- April 9, 2018 at 8:51 PM #47213
What role ought “extra credit” to play in the classroom? I have seldom used this incentive, but am pondering the idea. Since we use Saxon Math, the grade comes from tests only (Saxon recommendation). I really like that except for the fact that one bombed test can really pull the average down quickly. I want the grade to reflect accurately how I see the student function in the class (both high and low), but when an excellent student has a bad day and bombs a test, I cringe. Thus the question: what role ought “extra credit” to play in the classroom?
- April 10, 2018 at 9:52 PM #47226
Because most of our curriculum is CLE we structure our records around a 10 unit per grade design. We do use Saxon math (thankfully) and have developed a pattern where we divide the textbook into 10 units. This works out to 2 or 3 tests per unit, the average of which gets entered onto the records.
‘Yes a bad test can hurt an average, but on the yearlong view, it won’t have a significant effect.
- April 12, 2018 at 3:19 PM #47235
Two considerations embedded in the initial question are the role of test scores and the role of extra credit.
A basic general goal in math teaching is that we want students to learn to “do math” accurately, understand the concepts, and (perhaps most importantly), to routinely practice what they learn. Tests often do well in evaluating the first two goals, but tell us little about the third. Some students who can do well actually do so on tests, but don’t want to trouble themselves to work neatly and accurately in daily lessons. Some measure of including daily work as part of the score can help to build the life skill of diligently and routinely working carefully.
The primary goal of extra credit work (even as it boosts the student’s overall score) should be to encourage even more learning. One form is additional worthwhile practice, which can serve to strengthen skills. Another is work that “goes beyond” which in math might mean pursuing application problems that extend the subject into practical applications that the routine course might not supply.
If the primary problem prompting the teacher to look for extra credit opportunities for the student is an occasional “blown” test score, you might want to try offering a retest with another form of the test (the same type of questions, but different questions).
- This reply was modified 1 week, 3 days ago by Jonas Sauder.
- April 14, 2018 at 1:35 PM #47426
When a student who usually does well on tests bombs a test I often ask myself some questions-Was there another stress in the student’s life? Did the student just not care? Did I teach the lesson in a method that students could understand the content? Based on the answers to these questions I will sometimes allow the student to retake the test using a different format. I do allow students to earn extra credit at times but the extra credit is available to all students if they want to complete the project or task.

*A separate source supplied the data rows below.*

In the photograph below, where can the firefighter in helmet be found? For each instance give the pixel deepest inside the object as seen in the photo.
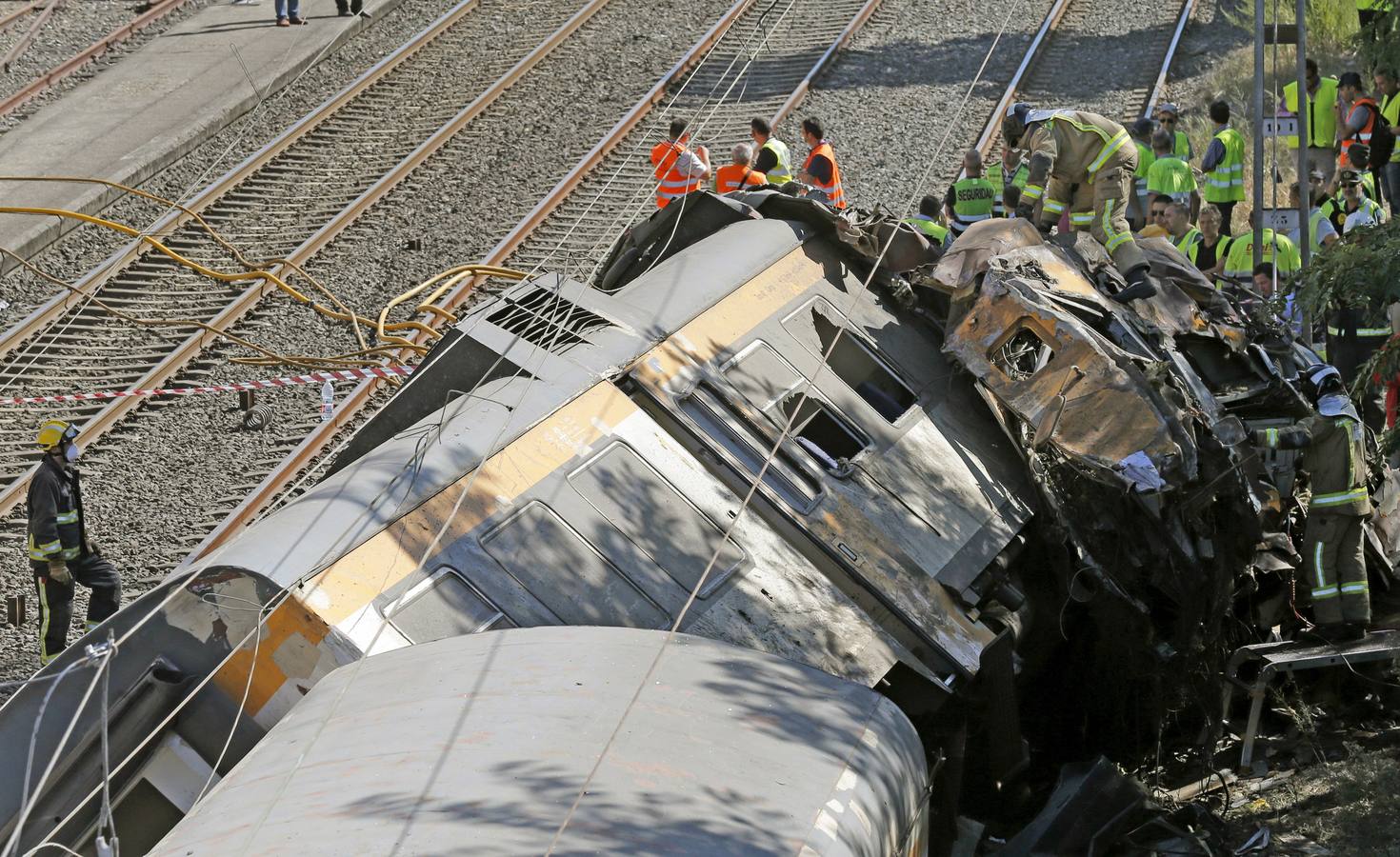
(60, 550)
(1087, 163)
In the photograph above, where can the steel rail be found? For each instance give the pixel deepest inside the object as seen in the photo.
(89, 285)
(112, 413)
(45, 80)
(321, 437)
(1188, 6)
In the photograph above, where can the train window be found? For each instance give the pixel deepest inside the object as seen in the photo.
(444, 606)
(727, 426)
(568, 574)
(650, 511)
(762, 375)
(864, 372)
(825, 436)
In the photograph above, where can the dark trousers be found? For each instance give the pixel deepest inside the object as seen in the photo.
(56, 600)
(1227, 216)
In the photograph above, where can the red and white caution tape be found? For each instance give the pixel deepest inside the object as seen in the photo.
(378, 371)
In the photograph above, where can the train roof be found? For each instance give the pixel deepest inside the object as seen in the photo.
(488, 740)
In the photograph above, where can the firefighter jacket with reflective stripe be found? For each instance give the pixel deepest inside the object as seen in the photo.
(834, 192)
(1322, 121)
(1280, 249)
(1334, 455)
(973, 201)
(1390, 110)
(1000, 182)
(1364, 134)
(1074, 146)
(931, 229)
(732, 177)
(665, 161)
(1227, 181)
(55, 512)
(783, 172)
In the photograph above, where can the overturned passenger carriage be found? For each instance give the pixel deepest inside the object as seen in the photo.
(583, 455)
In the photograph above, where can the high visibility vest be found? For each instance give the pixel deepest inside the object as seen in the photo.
(931, 229)
(673, 184)
(833, 192)
(783, 172)
(1322, 122)
(1170, 177)
(1225, 184)
(1364, 134)
(734, 177)
(973, 201)
(1146, 158)
(998, 181)
(1280, 249)
(1182, 146)
(1390, 110)
(1189, 243)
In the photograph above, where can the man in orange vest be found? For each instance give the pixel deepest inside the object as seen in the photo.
(678, 169)
(738, 175)
(821, 169)
(1360, 113)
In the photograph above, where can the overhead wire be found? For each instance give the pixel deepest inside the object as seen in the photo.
(787, 428)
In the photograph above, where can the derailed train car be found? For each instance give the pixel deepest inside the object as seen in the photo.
(577, 455)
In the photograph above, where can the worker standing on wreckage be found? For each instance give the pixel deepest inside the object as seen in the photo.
(1336, 458)
(1095, 158)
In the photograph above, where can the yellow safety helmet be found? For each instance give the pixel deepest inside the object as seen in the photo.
(52, 433)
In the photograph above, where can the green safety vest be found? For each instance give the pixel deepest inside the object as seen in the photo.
(1146, 158)
(1225, 184)
(992, 175)
(973, 201)
(1322, 122)
(1280, 249)
(1390, 110)
(783, 172)
(929, 227)
(1172, 177)
(1189, 243)
(1183, 146)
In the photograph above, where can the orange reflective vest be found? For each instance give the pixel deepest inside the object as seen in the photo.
(673, 184)
(833, 192)
(1361, 136)
(732, 177)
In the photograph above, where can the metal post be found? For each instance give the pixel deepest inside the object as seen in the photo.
(1259, 136)
(1304, 134)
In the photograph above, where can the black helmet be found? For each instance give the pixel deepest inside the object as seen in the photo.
(1014, 124)
(1319, 380)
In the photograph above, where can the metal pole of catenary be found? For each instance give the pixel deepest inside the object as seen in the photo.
(1304, 174)
(1259, 133)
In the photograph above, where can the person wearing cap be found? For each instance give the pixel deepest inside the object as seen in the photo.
(1360, 112)
(1141, 133)
(1319, 116)
(1358, 209)
(1334, 455)
(1388, 87)
(1077, 148)
(60, 548)
(1168, 118)
(1320, 232)
(1224, 167)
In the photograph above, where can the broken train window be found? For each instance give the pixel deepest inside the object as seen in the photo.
(1021, 354)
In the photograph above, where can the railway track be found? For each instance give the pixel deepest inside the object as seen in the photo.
(392, 119)
(612, 184)
(30, 18)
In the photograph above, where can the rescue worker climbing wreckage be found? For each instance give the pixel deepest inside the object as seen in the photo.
(60, 550)
(1336, 458)
(1095, 154)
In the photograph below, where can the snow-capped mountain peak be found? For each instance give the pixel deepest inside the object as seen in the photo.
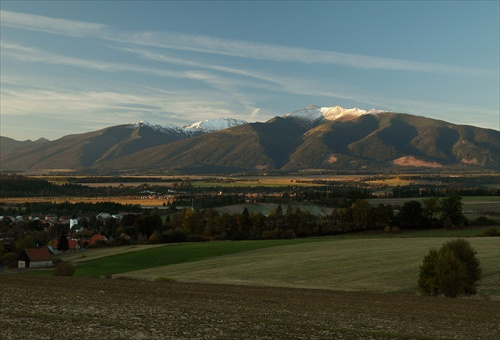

- April 21, 2018 at 11:56 AM #47591
I my classroom there is virtually no extra credit. The biggest reason, it distorts grades. If a student is proficient in 80% of the material being tested then they should get an 80%. If they can do anything (other than become more proficient at the material) for extra credit, your are artificially inflating their grades. As Jonas mentioned it is possible to have extra credit that will improve students skills or knowledge in an area, but unless they are re-tested in the material I don’t think it should improve their scores.
To help out those situations were a student has a bad day I have a test re-take policy in all my classes. If you do not like your test grade you can come talk to me and I will help you come up with a plan for re-testing. This plan various greatly, but in general we work out a plan about which material you are going to study, when your going to do it, and how your going to study the material. I try to keep student accountable to their plan of action and then they do a re-take. (Yes it is a pain to make other tests) Although it is time consuming if you don’t allow students to actually learn something they don’t know well, aren’t you sending the message that the material isn’t important. You didn’t learn this material but we have other things to learn now, too bad for you.
Many major tests allow you to do retakes for full credit. MCAT (intro to med. school), SAT, auto mechanics license, pilots licences, PRAXIS (teacher certification) bar exams, CPA licences, drivers license. If you don’t allow retakes your aren’t teaching so that the student learns the material, your are teaching so that the student learns it on the conveyor belt. There is no reason a child has to learn fraction during one week in October and then all learning of fractions must subserviate to other instructional material. This doesn’t reflect real life.
- April 21, 2018 at 8:46 PM #47596
There may be two reasons for giving extra credit. One would be to boost a low test score, the other would be to encourage achievement beyond the given assignment. I don’t usually recommend extra credit just to boost scores. However, it may be a useful way to encourage the “good” students to delve deeper into a subject or project that is an extra. If part of a class has the ability to do all their assigned work and have time left over, it is wise to fill that time with something productive. At the same time, asking a few students to do an extra research project, write an extra composition, and so on can produce negative attitudes if there is no “payback”.